- Directed by: Dave Fleischer
- Produced by: Max Fleischer
- Music by: Sammy Timberg
- Animation by: Seymour Kneitel Roland Crandall
- Production company: Fleischer Studios
- Distributed by: Paramount Pictures
- Release date: February 27, 1935;
- Running time: 9 minutes
- Language: English

= The Song of the Birds =

The Song of the Birds is a 1935 Color Classics cartoon. It concerns a destructive little boy with an air rifle who shoots a baby bird and is mortified when the bird's parents, and all the other birds, go into mourning.

==Plot==
A flock of birds is teaching their young chicks to fly. The sun is shining, and all the birds are cheerfully singing. Meanwhile, a boy is having fun with an air rifle, shooting at everything in the house and destroying many of the items. He goes into the garden and shoots at the nest that the birds have barely saved. Next, he shoots a chick out of the sky, only to realize the gravity of what he has done. The chick's parents try to revive it, but to no avail.

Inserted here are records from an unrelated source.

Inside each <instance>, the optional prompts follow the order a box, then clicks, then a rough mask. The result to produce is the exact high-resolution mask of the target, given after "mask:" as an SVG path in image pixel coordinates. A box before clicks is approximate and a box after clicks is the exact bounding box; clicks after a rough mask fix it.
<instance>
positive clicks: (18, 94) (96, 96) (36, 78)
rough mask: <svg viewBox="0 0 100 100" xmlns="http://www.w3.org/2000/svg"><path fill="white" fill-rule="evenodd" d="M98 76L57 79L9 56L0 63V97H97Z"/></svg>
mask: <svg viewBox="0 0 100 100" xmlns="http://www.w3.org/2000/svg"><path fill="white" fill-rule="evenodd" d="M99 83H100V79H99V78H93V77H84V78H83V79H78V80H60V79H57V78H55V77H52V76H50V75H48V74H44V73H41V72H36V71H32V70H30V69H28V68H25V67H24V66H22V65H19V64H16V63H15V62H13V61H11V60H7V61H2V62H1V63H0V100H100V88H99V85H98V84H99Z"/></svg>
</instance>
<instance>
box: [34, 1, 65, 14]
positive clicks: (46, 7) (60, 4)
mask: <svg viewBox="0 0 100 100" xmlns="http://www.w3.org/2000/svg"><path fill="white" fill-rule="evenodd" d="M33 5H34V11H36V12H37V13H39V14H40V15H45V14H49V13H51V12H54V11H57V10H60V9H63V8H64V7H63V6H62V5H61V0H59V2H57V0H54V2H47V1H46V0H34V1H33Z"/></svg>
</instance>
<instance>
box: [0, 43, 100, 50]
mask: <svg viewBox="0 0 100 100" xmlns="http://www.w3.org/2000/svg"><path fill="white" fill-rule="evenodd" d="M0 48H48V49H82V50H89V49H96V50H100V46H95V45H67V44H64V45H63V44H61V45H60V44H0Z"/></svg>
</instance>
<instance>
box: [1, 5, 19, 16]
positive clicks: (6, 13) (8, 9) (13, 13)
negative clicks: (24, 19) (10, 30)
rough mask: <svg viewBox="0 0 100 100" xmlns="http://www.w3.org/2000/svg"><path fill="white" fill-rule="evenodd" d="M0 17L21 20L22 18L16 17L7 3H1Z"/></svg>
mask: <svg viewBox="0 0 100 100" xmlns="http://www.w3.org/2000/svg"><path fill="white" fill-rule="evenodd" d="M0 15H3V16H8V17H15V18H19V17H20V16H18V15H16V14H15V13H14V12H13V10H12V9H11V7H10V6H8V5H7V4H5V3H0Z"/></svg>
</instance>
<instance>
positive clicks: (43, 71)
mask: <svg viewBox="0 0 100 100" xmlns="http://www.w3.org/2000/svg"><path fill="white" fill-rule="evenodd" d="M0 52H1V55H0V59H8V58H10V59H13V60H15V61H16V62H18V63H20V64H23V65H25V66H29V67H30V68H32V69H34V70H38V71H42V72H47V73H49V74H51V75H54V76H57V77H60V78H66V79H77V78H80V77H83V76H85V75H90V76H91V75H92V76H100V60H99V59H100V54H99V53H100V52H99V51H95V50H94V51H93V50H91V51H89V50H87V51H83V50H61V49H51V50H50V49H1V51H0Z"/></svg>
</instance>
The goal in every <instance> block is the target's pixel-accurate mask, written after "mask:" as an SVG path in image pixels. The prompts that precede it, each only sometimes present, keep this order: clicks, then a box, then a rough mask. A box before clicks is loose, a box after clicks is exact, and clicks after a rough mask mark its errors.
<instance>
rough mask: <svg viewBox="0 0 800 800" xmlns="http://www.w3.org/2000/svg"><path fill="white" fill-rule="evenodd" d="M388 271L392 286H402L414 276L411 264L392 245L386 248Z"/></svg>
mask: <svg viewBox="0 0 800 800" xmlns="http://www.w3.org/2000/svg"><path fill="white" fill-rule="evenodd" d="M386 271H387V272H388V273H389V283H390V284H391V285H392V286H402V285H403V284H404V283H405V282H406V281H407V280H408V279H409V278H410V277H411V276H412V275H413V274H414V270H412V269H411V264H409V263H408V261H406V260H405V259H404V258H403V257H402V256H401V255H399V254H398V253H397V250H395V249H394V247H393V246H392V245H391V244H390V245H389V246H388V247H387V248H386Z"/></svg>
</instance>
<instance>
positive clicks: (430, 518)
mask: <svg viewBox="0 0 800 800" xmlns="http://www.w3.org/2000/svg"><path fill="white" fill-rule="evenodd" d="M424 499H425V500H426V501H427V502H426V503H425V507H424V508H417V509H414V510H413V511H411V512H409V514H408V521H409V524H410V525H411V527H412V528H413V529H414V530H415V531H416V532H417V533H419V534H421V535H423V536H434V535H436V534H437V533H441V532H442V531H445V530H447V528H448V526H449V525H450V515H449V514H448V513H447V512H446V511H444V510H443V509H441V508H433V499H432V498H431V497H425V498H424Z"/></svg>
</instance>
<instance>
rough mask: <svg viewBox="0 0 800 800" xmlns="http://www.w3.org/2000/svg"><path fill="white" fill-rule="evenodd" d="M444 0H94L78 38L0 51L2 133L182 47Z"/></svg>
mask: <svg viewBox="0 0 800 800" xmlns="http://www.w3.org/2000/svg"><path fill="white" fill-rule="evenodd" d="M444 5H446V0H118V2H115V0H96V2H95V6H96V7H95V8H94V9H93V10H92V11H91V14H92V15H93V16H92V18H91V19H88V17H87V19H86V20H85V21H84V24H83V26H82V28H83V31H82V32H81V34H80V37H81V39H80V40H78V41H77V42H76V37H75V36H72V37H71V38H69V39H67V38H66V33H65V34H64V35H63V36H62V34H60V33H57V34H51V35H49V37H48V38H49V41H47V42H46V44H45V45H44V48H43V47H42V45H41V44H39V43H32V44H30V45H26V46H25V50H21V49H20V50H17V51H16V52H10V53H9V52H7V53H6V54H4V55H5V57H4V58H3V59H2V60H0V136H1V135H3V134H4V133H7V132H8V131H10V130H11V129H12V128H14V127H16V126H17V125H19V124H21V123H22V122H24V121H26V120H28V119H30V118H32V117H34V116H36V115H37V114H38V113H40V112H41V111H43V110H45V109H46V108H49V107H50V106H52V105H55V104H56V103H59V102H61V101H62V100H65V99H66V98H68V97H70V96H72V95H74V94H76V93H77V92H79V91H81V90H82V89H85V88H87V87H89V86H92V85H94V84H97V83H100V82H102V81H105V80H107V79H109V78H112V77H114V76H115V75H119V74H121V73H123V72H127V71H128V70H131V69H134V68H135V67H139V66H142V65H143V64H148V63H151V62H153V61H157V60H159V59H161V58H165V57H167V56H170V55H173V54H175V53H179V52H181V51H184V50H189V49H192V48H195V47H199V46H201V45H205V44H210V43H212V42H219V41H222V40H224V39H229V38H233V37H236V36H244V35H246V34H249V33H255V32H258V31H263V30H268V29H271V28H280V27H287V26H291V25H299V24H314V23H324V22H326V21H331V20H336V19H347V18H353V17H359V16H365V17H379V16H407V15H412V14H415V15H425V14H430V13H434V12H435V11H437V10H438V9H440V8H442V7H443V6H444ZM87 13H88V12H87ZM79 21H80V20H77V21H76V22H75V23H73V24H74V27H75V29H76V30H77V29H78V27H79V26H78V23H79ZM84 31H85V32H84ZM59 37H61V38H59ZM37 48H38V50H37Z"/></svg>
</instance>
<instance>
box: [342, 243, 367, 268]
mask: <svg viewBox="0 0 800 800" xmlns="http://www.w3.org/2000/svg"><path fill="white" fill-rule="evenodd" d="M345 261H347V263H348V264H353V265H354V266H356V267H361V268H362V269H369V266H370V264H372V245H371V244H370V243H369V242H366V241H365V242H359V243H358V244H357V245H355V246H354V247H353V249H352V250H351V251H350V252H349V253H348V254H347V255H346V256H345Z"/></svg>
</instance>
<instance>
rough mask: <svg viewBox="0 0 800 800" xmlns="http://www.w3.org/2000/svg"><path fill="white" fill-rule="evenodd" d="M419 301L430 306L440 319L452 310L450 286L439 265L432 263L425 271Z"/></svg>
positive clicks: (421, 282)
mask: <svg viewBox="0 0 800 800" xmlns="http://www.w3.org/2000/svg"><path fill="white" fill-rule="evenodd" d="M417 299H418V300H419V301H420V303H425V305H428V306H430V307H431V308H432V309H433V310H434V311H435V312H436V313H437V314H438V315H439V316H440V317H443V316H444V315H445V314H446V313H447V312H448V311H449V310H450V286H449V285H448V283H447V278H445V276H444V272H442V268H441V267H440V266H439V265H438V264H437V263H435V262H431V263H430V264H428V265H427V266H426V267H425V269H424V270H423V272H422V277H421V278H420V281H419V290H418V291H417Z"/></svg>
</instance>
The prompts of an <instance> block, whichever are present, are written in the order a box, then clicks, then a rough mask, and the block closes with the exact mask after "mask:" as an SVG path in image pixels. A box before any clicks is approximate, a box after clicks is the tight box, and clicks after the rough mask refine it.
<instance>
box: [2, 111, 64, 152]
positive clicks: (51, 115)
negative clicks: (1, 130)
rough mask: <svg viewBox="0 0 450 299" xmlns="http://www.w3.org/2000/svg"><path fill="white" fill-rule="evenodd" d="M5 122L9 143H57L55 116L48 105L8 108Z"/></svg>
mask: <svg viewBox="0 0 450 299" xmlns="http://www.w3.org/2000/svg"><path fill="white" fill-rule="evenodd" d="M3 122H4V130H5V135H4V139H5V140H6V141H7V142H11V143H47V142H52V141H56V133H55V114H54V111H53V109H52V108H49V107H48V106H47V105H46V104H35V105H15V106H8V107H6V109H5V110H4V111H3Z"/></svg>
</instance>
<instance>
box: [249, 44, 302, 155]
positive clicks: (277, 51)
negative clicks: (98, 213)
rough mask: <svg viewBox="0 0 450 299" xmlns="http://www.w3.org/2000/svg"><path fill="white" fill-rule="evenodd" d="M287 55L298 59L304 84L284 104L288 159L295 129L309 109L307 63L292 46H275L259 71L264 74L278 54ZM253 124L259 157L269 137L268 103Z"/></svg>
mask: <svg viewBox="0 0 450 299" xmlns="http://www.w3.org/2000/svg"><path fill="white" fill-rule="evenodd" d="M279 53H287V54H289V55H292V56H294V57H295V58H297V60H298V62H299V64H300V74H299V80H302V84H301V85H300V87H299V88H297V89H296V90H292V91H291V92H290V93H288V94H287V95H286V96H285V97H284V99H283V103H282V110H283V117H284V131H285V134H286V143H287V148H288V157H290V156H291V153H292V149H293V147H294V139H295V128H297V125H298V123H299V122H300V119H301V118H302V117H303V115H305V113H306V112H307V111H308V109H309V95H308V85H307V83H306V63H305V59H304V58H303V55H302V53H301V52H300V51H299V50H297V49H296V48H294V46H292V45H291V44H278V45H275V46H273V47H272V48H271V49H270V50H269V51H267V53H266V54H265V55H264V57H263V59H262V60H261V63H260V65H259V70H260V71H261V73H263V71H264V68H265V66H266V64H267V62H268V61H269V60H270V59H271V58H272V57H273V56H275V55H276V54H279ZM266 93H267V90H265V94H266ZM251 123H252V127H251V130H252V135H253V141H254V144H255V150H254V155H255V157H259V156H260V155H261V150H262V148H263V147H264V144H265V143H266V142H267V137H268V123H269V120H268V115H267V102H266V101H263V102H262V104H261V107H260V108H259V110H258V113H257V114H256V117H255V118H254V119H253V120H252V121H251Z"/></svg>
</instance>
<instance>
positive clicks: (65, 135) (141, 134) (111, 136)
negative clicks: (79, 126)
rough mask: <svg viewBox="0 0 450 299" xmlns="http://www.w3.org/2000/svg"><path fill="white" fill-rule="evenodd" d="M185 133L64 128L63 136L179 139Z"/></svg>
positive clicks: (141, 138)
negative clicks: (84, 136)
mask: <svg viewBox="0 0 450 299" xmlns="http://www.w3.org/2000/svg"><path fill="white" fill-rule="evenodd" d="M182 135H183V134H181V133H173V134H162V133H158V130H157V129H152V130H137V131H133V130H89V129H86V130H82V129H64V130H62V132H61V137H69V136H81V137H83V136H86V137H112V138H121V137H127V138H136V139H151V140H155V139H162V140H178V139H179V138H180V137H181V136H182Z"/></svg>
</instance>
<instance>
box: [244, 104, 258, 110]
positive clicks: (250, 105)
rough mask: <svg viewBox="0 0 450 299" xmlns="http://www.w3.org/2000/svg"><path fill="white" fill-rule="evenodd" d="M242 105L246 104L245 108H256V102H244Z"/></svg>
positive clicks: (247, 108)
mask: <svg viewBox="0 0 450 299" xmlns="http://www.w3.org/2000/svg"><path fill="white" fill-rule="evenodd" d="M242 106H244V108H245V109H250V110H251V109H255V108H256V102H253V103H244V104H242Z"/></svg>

The sky turns dark and stormy as the birds assemble and wail in mourning for the chick's funeral, complete with pallbearers and a grave digger. The boy watches from his bedroom window and is brought to tears, getting on his knees to pray. As the birds prepare to lower the chick into its grave, it begins raining. The young chick miraculously comes back to life. The birds resume to their cheerful singing and the sky clears. the boy, having learned this lesson, breaks his air rifle into pieces and pulls out a box of bird seeds for all the birds to enjoy. The chick and the boy share a seed as the cartoon ends.